There are an infinite number of requirements and options for provisioning and deployment to the cloud that each individual has, it is impossible for pecdm or peadm to support them all and they are often not applicable from one user to another so inappropriate to be added to pecdm. To adapt to this need we develop both modules in a way that makes it possible to compose their individual subcomponents into your own specific implementation.

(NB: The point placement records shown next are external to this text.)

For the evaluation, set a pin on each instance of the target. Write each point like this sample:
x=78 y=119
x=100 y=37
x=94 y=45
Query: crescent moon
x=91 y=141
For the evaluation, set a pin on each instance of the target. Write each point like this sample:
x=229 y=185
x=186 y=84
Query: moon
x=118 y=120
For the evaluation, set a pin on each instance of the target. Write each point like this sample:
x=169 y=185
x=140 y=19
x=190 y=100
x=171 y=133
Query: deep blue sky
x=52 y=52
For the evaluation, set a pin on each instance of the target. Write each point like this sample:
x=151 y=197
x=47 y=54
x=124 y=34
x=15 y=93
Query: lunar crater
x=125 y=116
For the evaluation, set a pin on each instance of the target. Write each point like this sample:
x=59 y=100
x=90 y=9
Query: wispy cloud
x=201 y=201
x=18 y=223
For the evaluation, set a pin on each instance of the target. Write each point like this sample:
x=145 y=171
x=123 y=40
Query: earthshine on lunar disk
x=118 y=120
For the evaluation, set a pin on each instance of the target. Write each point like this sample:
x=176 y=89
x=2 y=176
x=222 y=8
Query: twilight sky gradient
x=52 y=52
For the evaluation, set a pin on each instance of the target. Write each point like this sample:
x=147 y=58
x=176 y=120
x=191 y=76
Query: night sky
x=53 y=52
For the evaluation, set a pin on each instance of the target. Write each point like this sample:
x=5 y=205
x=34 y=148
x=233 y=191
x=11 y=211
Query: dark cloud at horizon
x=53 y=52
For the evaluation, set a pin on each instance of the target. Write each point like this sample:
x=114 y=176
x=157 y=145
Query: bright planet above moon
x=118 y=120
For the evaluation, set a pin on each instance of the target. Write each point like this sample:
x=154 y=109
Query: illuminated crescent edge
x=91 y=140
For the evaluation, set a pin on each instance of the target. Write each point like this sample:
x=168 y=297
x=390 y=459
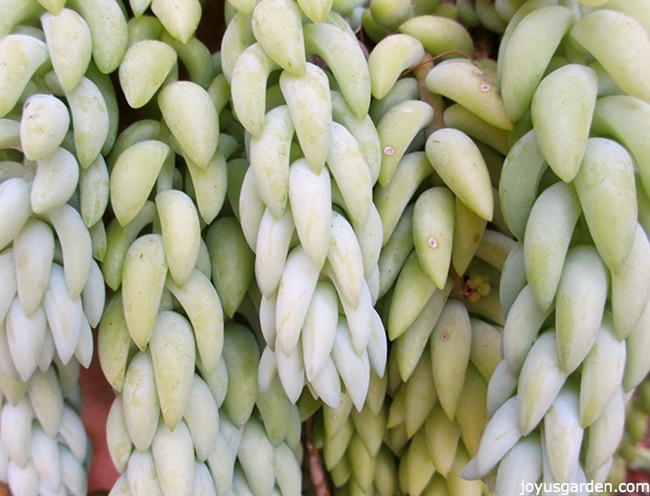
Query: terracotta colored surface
x=97 y=399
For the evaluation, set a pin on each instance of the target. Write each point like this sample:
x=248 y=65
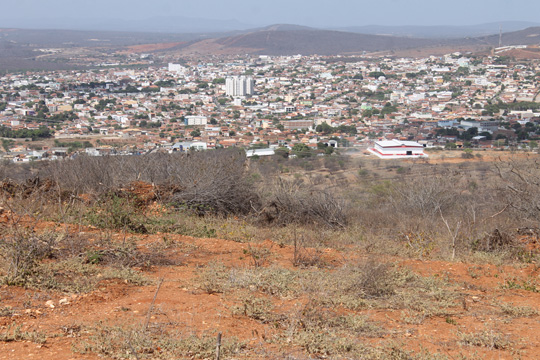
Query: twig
x=152 y=305
x=218 y=347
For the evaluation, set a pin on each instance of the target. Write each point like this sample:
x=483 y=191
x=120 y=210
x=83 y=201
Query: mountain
x=163 y=24
x=443 y=31
x=306 y=41
x=529 y=36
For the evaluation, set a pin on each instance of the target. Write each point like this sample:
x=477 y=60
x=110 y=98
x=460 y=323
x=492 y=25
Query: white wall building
x=239 y=86
x=195 y=120
x=396 y=149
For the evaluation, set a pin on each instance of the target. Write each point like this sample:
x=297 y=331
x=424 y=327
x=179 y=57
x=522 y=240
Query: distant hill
x=161 y=24
x=276 y=41
x=440 y=32
x=529 y=36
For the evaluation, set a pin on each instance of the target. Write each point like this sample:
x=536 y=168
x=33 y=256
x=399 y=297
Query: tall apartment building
x=239 y=86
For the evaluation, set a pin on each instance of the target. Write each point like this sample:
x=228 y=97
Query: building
x=239 y=86
x=396 y=149
x=489 y=126
x=195 y=120
x=189 y=145
x=297 y=124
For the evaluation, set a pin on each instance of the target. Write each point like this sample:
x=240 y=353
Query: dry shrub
x=21 y=250
x=208 y=182
x=520 y=188
x=369 y=280
x=215 y=182
x=497 y=240
x=115 y=342
x=292 y=202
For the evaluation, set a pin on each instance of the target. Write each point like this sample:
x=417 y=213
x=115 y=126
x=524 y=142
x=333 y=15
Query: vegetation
x=312 y=256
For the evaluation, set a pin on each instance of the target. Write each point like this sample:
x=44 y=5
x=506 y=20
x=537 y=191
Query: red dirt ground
x=180 y=301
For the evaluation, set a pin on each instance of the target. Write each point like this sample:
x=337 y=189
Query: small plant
x=255 y=307
x=214 y=278
x=15 y=333
x=259 y=254
x=488 y=338
x=527 y=285
x=517 y=311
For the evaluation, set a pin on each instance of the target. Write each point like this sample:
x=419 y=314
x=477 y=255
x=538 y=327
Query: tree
x=301 y=150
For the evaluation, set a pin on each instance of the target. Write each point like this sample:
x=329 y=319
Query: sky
x=317 y=13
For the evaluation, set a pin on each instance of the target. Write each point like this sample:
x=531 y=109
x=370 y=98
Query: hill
x=441 y=31
x=276 y=41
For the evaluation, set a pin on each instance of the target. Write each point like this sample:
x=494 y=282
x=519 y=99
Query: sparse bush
x=116 y=342
x=21 y=250
x=292 y=202
x=488 y=338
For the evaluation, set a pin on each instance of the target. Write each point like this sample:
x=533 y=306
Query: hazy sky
x=303 y=12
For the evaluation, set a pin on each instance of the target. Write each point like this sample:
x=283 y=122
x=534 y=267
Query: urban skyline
x=301 y=12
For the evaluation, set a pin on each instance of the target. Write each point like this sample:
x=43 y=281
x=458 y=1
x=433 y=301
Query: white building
x=239 y=86
x=396 y=149
x=195 y=120
x=177 y=68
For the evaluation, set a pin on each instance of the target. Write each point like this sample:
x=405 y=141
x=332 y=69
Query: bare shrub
x=21 y=250
x=214 y=182
x=211 y=181
x=292 y=202
x=425 y=197
x=520 y=188
x=370 y=280
x=495 y=241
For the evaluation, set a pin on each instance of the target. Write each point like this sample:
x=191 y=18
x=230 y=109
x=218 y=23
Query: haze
x=245 y=13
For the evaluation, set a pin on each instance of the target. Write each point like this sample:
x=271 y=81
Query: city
x=256 y=102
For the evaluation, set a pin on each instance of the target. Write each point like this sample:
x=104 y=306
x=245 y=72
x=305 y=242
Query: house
x=396 y=149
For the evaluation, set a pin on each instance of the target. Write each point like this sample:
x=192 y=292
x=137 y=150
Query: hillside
x=322 y=263
x=322 y=42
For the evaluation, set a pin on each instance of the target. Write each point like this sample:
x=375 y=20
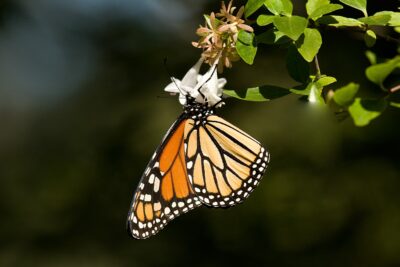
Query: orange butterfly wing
x=164 y=191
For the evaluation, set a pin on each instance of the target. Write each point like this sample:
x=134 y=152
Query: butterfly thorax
x=198 y=111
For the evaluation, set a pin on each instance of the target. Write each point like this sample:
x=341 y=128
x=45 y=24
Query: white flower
x=205 y=89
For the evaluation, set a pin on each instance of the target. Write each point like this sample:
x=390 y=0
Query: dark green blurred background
x=82 y=110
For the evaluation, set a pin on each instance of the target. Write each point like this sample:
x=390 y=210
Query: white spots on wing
x=189 y=165
x=167 y=210
x=151 y=178
x=157 y=206
x=156 y=184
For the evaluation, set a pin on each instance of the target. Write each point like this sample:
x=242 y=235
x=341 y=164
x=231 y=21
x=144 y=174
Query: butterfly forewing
x=224 y=164
x=164 y=191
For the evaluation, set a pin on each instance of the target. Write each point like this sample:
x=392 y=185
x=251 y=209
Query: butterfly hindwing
x=224 y=164
x=164 y=191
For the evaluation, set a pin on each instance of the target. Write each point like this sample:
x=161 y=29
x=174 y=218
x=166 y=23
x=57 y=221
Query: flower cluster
x=193 y=83
x=218 y=37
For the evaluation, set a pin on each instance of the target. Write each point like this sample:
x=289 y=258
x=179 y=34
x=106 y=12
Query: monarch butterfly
x=202 y=160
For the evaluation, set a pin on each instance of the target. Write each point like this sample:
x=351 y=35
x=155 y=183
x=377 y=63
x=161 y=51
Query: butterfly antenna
x=171 y=77
x=208 y=79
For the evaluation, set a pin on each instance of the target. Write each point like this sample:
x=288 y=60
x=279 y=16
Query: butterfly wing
x=164 y=191
x=224 y=163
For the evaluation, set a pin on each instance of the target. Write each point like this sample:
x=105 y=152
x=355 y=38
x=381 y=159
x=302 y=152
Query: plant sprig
x=227 y=37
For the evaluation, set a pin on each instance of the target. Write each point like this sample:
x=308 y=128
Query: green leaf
x=292 y=26
x=326 y=80
x=363 y=111
x=394 y=17
x=394 y=104
x=344 y=96
x=315 y=95
x=325 y=10
x=339 y=21
x=370 y=38
x=318 y=8
x=298 y=68
x=394 y=99
x=246 y=46
x=371 y=56
x=313 y=5
x=303 y=89
x=279 y=7
x=252 y=6
x=377 y=19
x=272 y=36
x=264 y=20
x=309 y=44
x=357 y=4
x=260 y=93
x=377 y=73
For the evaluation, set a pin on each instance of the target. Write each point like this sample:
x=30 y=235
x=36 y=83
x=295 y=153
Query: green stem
x=318 y=74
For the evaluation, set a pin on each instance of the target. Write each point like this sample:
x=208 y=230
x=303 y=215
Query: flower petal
x=190 y=78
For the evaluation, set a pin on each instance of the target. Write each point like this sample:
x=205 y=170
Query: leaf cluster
x=301 y=37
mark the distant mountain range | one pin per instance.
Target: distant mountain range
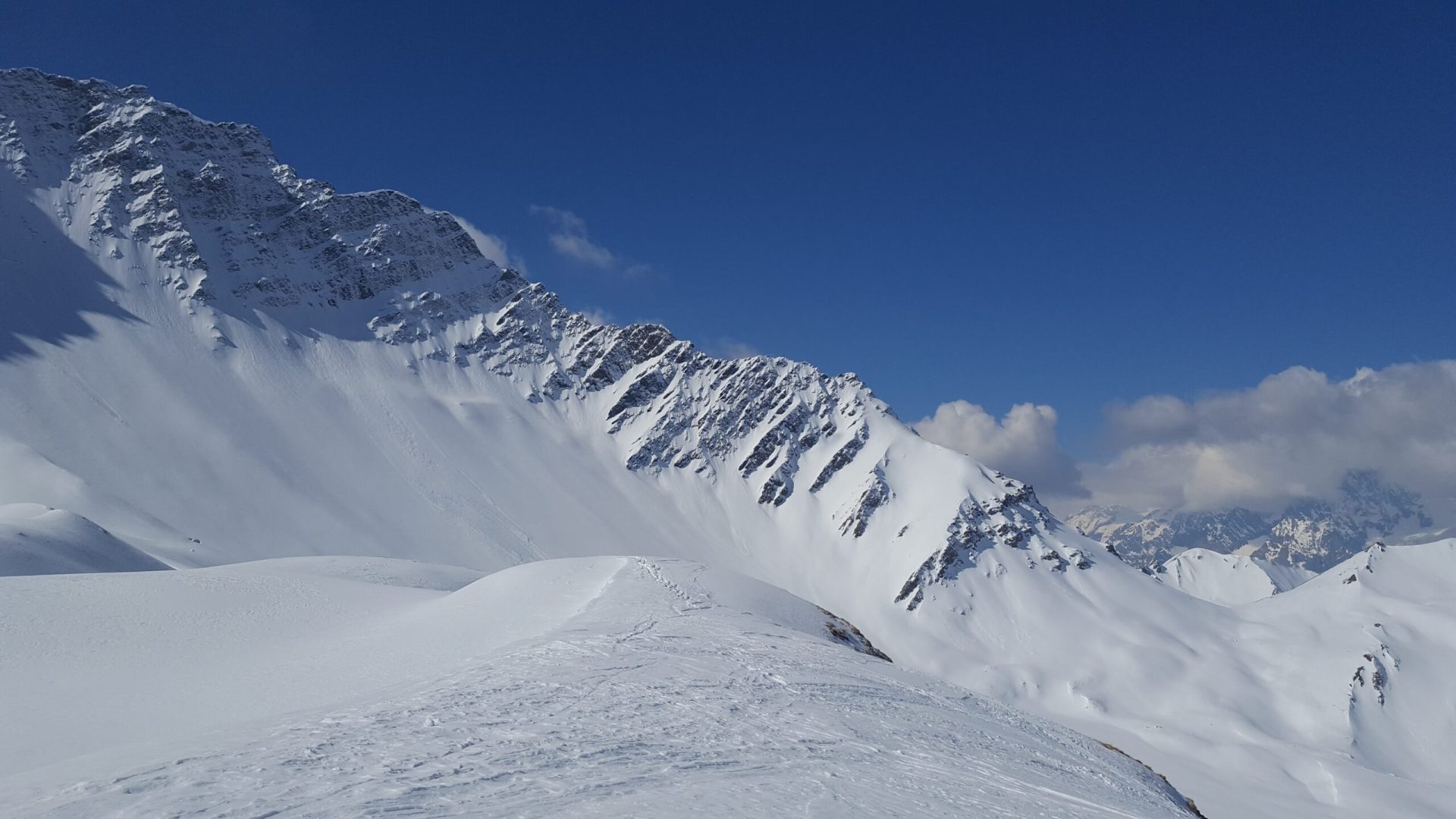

An example repository which illustrates this composability can be found at [ody/example-pe_provisioner](https://github.com/ody/example-pe_provisioner/tree/main/plans). This Bolt Project models a hypothetical Example organization which is provisioning PE on Google Cloud Platform and uses the individual subplans in pecdm sandwiched around some custom code and a [Terraform module](https://github.com/ody/terraform-example-pe_dns) that will create DNS records for each provisioned component in Cloud DNS using a user owned domain.  



**Example: params.json**



The command line will likely serve most uses of **pecdm** but if you wish to pass a longer list of IP blocks that are authorized to access your PE stack than creating a **params.json** file is going to be a good idea, instead of trying to type out a multi value array on the command line. The value that will ultimately be set for the GCP firewall will always include the internal network address space to ensure everything works no matter what is passed in by the user.



```

{

    "project"        : "example",

    "ssh_user"       : "john.doe",

    "version"        : "2019.0.4",

    "provider"       : "google',

    "firewall_allow" : [ "71.236.165.233/32", "131.252.0.0/16", 140.211.0.0/16 ]



}

```



How to execute plan with **params.json**: `bolt plan run pecdm::provision --params @params.json`



### Deploying examples



#### Deploy standard architecture on AWS with the developer role using a MFA enabled user



This can also be used to deploy PE's large architecture without a fail over replica on AWS



```

source scripts/aws_bastion_mfa_export.sh -p development



bolt plan run pecdm provider=aws architecture=standard

```



Please note that for bolt to authenticate to the AWS-provisioned VMs you need to enable ssh agent like so:



```bash

$ eval `ssh-agent`

$ ssh-add

```



For more information about setting environment variables, please take a look at the detailed instructions on the [scripts/README](scripts/README.md) file



### Destroying examples



#### Destroy GCP stack



The number of options required are reduced when destroying a stack



`bolt plan run pecdm::destroy provider=google`



#### Destroy AWS stack



The number of options required are reduced when destroying a stack



`bolt plan run pecdm::destroy provider=aws`



### Upgrading examples



**Upgrade is currently non-functional**



#### Upgrade a AWS stack



`bolt plan run pecdm::upgrade provider=aws ssh_user=centos version=2021.1.0`



## Limitations



Only supports what peadm supports and not all supporting Terraform modules have parity with each other.